We have previously shown that SNU‐1103, which is a latency type III Epstein–Barr virus (EBV)‐transformed lymphoblastoid cell line (LCL) that was developed from a Korean cancer patient, resists serum starvation‐induced G1 arrest. In this study, we examined the role of latent membrane protein‐1 (LMP‐1) in serum starvation resistance, since LMP‐1 is known to be essential for EBV‐mediated immortalization of human B lymphocytes. The LMP‐1 gene from SNU‐1103 was introduced into the EBV‐negative BJAB cell line, and shown to be associated with resistance to G1 arrest during serum starvation. Western blot analyses of the LMP‐1‐transfected cells revealed several protein alterations as compared to vector‐transfected control cells. The expression of key cell‐cycle regulatory proteins was affected in the G1 phase: the expression of cyclin D3, CDK2, p27, and E2F‐4 was up‐regulated, and the expression of cyclin D2, CDK6, p21, and p103 was down‐regulated during serum starvation.
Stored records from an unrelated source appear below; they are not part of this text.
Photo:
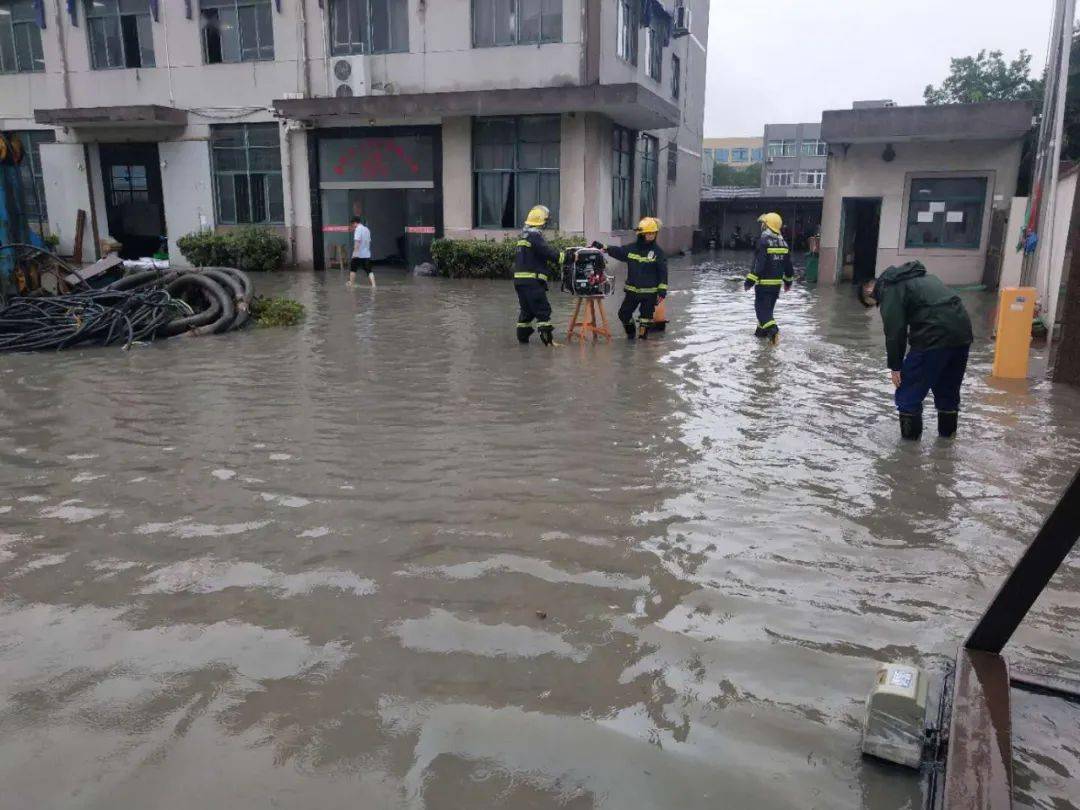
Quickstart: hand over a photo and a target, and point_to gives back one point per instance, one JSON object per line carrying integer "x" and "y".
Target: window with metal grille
{"x": 516, "y": 22}
{"x": 120, "y": 34}
{"x": 622, "y": 178}
{"x": 368, "y": 26}
{"x": 19, "y": 38}
{"x": 650, "y": 174}
{"x": 515, "y": 166}
{"x": 235, "y": 30}
{"x": 247, "y": 186}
These results imply that of the several EBV viral genes expressed in EBV‐negative B lymphoma cells, LMP‐1 mediates resistance to serum starvation‐induced G1 arrest. However, we cannot rule out the possibility that other EBV genes are also involved in the cell‐cycle progression of the EBV‐transformed LCL during serum starvation, since the altered protein expression profile of the LMP‐1 transfectants was distinct from that of the SNU‐1103 cells that expressed all of the EBV viral proteins. © 2004 Wiley‐Liss, Inc.